Let's write a function for finding the top N (`n`) results for a given subject (`subjectId`), at or above a given threshold (`minScore`).

```py

import pogodb;

dbConnect = pogodb.makeConnector("postgres://..dsn..");



@dbConnect

def getTopN (n, subjectId, minScore, db):

  return db.find({"subjectId": subjectId},

    whereEtc="AND (doc->>'score')::int >= %s ORDER BY (doc->>'score')::int DESC",

    argsEtc=[minScore],

    limit=n

  );

```

Alternatively:

```py

@dbConnect

def getTopN (n, subjectId, minScore, db):

  return db.find({"subjectId": subjectId},

    whereEtc="AND (doc->>'score')::int >= %s ORDER BY (doc->>'score')::int DESC LIMIT %s",

    argsEtc=[minScore, n],

  );

```

Note: Placeholder substitution is deferred to [Psycopg's `cursor.execute(.)` method](https://www.psycopg.org/docs/cursor.html#cursor.execute), which should prevent [SQL-injection](https://owasp.org/www-community/attacks/SQL_Injection).



**WARNING:** Do **NOT** use string concatenation (i.e. `+`, `str.join(.)`, etc.) or string interpolation (i.e. `%`, `str.format(.)`,  etc.) along with `whereEtc`. Pass `argsEtc` instead.



Executing Raw SQL

------------------------

If you'd like to execute raw SQL, we recommend using [Psycopg](https://www.psycopg.org/) directly. We recommend *against* using `db._execute(.)`.



Typically, `db._execute(.)` should only be relevant to PogoDB's maintainers. It accepts three parameters:

1. `stmt` (required): The SQL statement to be executed.

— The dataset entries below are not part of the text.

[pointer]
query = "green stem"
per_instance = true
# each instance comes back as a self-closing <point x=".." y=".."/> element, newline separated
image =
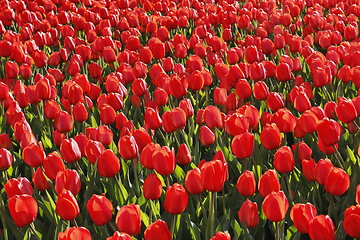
<point x="172" y="226"/>
<point x="121" y="192"/>
<point x="339" y="158"/>
<point x="212" y="214"/>
<point x="32" y="227"/>
<point x="137" y="188"/>
<point x="331" y="204"/>
<point x="202" y="208"/>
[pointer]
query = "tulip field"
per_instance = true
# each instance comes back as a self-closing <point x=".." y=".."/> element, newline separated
<point x="179" y="119"/>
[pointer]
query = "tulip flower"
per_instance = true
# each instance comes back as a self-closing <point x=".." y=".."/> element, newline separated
<point x="128" y="219"/>
<point x="108" y="164"/>
<point x="69" y="180"/>
<point x="18" y="186"/>
<point x="249" y="213"/>
<point x="351" y="221"/>
<point x="321" y="227"/>
<point x="268" y="183"/>
<point x="75" y="233"/>
<point x="152" y="187"/>
<point x="301" y="215"/>
<point x="67" y="206"/>
<point x="23" y="209"/>
<point x="275" y="206"/>
<point x="157" y="230"/>
<point x="100" y="209"/>
<point x="246" y="184"/>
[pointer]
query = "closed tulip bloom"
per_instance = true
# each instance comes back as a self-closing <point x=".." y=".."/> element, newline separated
<point x="249" y="213"/>
<point x="193" y="182"/>
<point x="67" y="206"/>
<point x="18" y="186"/>
<point x="329" y="132"/>
<point x="6" y="159"/>
<point x="352" y="221"/>
<point x="275" y="206"/>
<point x="108" y="164"/>
<point x="246" y="184"/>
<point x="63" y="122"/>
<point x="128" y="219"/>
<point x="243" y="145"/>
<point x="70" y="151"/>
<point x="284" y="160"/>
<point x="322" y="170"/>
<point x="321" y="228"/>
<point x="337" y="182"/>
<point x="80" y="233"/>
<point x="176" y="199"/>
<point x="213" y="175"/>
<point x="301" y="215"/>
<point x="23" y="209"/>
<point x="164" y="160"/>
<point x="345" y="110"/>
<point x="100" y="209"/>
<point x="152" y="187"/>
<point x="158" y="230"/>
<point x="268" y="183"/>
<point x="271" y="137"/>
<point x="128" y="147"/>
<point x="207" y="137"/>
<point x="69" y="180"/>
<point x="308" y="167"/>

2. `args` (optional): Tuple (or list) for `%s` placeholder substitution.

3. `fetch` (optional): Either `None` (optional), `"one"` or `"all"`.

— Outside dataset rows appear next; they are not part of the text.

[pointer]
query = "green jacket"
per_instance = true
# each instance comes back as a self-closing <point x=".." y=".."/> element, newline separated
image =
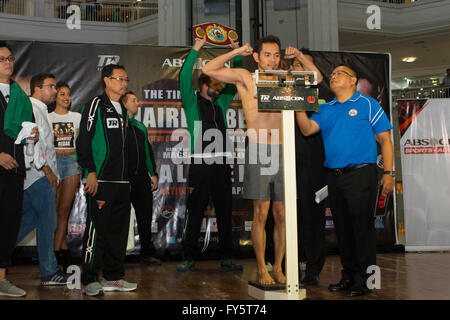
<point x="140" y="155"/>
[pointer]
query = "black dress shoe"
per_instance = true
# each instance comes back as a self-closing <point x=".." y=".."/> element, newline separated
<point x="343" y="285"/>
<point x="310" y="281"/>
<point x="358" y="291"/>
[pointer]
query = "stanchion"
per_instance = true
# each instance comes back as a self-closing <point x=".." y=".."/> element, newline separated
<point x="286" y="96"/>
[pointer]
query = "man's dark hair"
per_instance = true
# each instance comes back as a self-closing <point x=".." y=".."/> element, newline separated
<point x="306" y="51"/>
<point x="349" y="67"/>
<point x="266" y="39"/>
<point x="62" y="84"/>
<point x="124" y="97"/>
<point x="107" y="70"/>
<point x="3" y="44"/>
<point x="38" y="80"/>
<point x="203" y="79"/>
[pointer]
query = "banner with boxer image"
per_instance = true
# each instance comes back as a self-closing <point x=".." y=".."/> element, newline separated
<point x="154" y="73"/>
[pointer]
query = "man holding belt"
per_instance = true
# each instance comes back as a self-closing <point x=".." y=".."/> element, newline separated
<point x="351" y="124"/>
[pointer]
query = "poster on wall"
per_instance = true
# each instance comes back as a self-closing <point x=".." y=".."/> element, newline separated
<point x="153" y="74"/>
<point x="425" y="154"/>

Parameters `stmt` and `args` are passed directly to Psycopg's `cursor.execute(.)` method. Based on `fetch`, none, one or all records are fetched.



A close cousin to `db._execute(.)` is `db._findSql(.)`, which is useful for executing `SELECT` queries. It only accepts `stmt` (required) and `args` (optional), as described above. It fetches all matching results, plucks the `doc` column, ensures dot-accessibility of dictionary objects, and returns the result.



Licensing

------------

Copyright (c) 2020 Polydojo, Inc.



**Software Licensing:**  

The software is released "AS IS" under the **Apache License 2.0**, WITHOUT WARRANTY OF ANY KIND, EXPRESS OR IMPLIED. Kindly see [LICENSE.txt](https://github.com/polydojo/pogodb/blob/master/LICENSE.txt) for more details.



**No Trademark Rights:**  

The above software licensing terms **do not** grant any right in the trademarks, service marks, brand names or logos of Polydojo, Inc.